LTE-M (also known as Cat-M1) is designed for low-power applications requiring medium throughput. It has a narrower bandwidth of 1.4MHz compared to 20MHz for regular LTE, giving a longer range, but less throughput. The throughput is 375kbps uplink and 300kbps downlink, providing approximately 100kbps application throughput running IP. It is suitable for TCP/TLS end-to-end secure connections. Mobility is fully supported, using the same cell handover features as in regular LTE. It is currently possible to roam with LTE-M, meaning it is suitable for applications that will operate across multiple regions. The latency is in the millisecond range offering real-time communication for time-critical applications.

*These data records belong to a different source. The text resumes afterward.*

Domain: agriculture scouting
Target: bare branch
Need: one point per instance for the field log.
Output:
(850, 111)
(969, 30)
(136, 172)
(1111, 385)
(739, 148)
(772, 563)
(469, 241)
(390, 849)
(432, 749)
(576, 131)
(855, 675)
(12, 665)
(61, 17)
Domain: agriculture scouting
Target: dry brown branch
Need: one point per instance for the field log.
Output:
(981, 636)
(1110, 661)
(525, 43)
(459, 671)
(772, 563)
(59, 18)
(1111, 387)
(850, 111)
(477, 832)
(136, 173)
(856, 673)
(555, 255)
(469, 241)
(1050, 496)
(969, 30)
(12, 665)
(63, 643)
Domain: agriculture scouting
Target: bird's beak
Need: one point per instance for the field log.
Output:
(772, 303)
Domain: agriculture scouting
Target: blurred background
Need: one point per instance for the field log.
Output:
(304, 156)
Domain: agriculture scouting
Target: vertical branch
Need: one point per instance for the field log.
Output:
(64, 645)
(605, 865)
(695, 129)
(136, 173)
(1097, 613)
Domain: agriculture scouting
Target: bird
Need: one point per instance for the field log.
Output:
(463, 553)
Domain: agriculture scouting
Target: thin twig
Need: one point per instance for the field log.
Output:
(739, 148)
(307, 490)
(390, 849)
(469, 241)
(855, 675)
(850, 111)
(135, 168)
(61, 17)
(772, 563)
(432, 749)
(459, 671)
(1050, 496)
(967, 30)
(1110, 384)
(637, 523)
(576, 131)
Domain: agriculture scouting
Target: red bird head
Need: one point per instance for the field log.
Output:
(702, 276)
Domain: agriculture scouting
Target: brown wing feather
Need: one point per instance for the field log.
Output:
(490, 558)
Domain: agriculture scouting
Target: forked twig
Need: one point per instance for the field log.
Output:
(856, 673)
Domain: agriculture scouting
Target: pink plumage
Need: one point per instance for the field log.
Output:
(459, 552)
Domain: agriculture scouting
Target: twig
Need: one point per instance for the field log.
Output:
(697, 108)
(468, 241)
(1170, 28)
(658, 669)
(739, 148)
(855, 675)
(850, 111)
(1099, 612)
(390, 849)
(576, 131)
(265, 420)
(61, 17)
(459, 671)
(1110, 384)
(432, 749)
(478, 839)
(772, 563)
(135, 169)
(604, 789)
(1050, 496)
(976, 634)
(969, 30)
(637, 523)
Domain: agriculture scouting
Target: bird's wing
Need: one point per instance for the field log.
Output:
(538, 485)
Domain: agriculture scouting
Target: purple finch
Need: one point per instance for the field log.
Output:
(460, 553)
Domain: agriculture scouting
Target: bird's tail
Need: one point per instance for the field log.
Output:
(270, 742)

LTE-M is perfect for medium-throughput applications requiring low power, low latency, and/or mobility, like asset tracking, wearables, medical, POS and home security applications.
NB-IoT (also known as Cat-NB1) is a narrowband technology standard that does not use a traditional LTE physical layer but is designed to operate in or around LTE bands and coexist with other LTE devices. It has a bandwidth of 200kHz, giving it a longer range and lower throughput compared to LTE-M and regular LTE. The throughput is 60kbps uplink and 30kbps downlink. It is suitable for static, low-power applications requiring low throughput. With the introduction of Cat-NB2 in 3GPP release 14, you can achieve a throughput of 169kbps uplink and 127kbps downlink if the network supports it.
NB-IoT is perfect for static, low throughput applications requiring low power and long-range, like smart metering, smart agriculture and smart city applications. It also provides better penetration in, for example, cellars and parking garages compared to LTE-M.
GNSS (Global Navigation Satellite Service) refers to a constellation of satellites sending positioning and timing data to GNSS receivers. Those receivers then use this data to determine their location. The most common GNSS system is the Global Positioning System (GPS) which uses three transmission paths. Each of the GPS satellites transmits at least two carrier signals (L1 and L2). By sending the C / A -code on two frequency bands, time delays caused by ionospheric effects can be compensated mathematically. This way, the accuracy of the positioning can be increased. Because the reception power of the GPS signals must not fall below the value of -158.5dBm (for military signals -161.5dBm), a transmission power of more than 20W per frequency band is required.
The nRF9160 is a compact, highly integrated System-in-Package (SiP) that makes the latest low power LTE technology and advanced processing and security accessible, and easy to use, for a wide range of single device low power cellular IoT (cIoT) designs.
Incorporating an Arm Cortex-M33 application processor solely for applications, a full LTE modem, RF Front End (RFFE) and power management system. The nRF9160 is the most compact, complete and energy-efficient cellular IoT solution on the market.
The integrated modem supports both LTE-M and NB-IoT and can operate globally removing any need for regional variants. All power-saving features including eDRX and PSM are supported as is with IPv4/IPv6 support up to transport and security (DTLS/TLS) level. The modem firmware is upgradable via secure, encrypted Firmware Over The Air (FOTA) updates.
The Arm Cortex-M33 application processor is supported by 1 MB of flash and 256 KB RAM making advanced application development possible in a single device solution.
A GNSS receiver is integrated into the radio offering various modes of operation to suit a wide selection of applications that employ location-tracking functionality. The nRF9160 SiP also supports different cellular-based location features for several use cases.
A broad selection of general interfaces and peripherals and are included on nRF9160 including 12-bit ADC, RTC, SPI, I²C, I²S, UARTE, PDM and PWM.
Security is best-in-class with Arm TrustZone technology for isolation and protection of normal and secure zones for firmware and elements of hardware including memory and peripherals. Arm TrustZone helps build solid and secure IoT applications that feature secure boot, trusted firmware updates and root of trust implementations without performance compromise.
Arm CryptoCell enhances security further by offering cryptographic and security resources to help protect your IoT applications from various attack threats. CryptoCell is designed for high-performance cryptography solutions optimized for energy-constrained devices.
The nRF9160 supports both SIM and eSIM for connection and authentication with mobile network operators.
The nRF9160 can easily utilize the nRF Cloud Services offerings such as FOTA, Location services, and more.